Several stores, not just one, about 30 employees, and some extremely profitable high-volume locations with favorable long-term leases. An example of a business where the owner did pretty much everything right.
Costs are much lower than you think, all hourly employees are within 25 cents of minimum wage and stores are understaffed for the sales volume. The managers are not paid nearly as well as you think; the workplace joke at the time of an earlier minimum wage hike was that if the managers didn't get a raise by the the end of the year, the hourly employees would be better paid than the managers.
It is very rare to become a millionaire in the C store industry.
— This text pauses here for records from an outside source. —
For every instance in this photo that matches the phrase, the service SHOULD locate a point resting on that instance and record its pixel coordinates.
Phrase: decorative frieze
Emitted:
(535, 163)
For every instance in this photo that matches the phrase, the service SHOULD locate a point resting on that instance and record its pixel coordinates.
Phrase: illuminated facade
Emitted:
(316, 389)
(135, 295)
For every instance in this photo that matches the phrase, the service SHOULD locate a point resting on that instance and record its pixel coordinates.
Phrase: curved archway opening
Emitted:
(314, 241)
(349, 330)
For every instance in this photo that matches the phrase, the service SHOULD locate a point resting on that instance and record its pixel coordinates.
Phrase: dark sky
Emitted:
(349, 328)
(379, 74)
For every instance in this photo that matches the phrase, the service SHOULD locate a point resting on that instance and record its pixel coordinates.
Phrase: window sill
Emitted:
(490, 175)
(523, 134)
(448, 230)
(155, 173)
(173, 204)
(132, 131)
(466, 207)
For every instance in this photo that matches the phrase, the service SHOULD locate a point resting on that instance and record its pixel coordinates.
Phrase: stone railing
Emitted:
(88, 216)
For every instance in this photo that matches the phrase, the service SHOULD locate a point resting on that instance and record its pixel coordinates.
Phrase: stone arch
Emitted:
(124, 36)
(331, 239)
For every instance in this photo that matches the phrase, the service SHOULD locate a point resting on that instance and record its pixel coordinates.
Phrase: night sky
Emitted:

You originally seemed to lead me to believe that it was a single store. Maybe I am wrong. It has happened before. The average would be a chain of maybe 8 or more stores. I just don't see a $3million profit from fewer stores. Not to say that it could not happen, it just goes against the norm. I would never say anything is not possible. Probable though is a different thing. Statistics would show that it would be difficult to make that kind of money.
Where are these high volume stores located?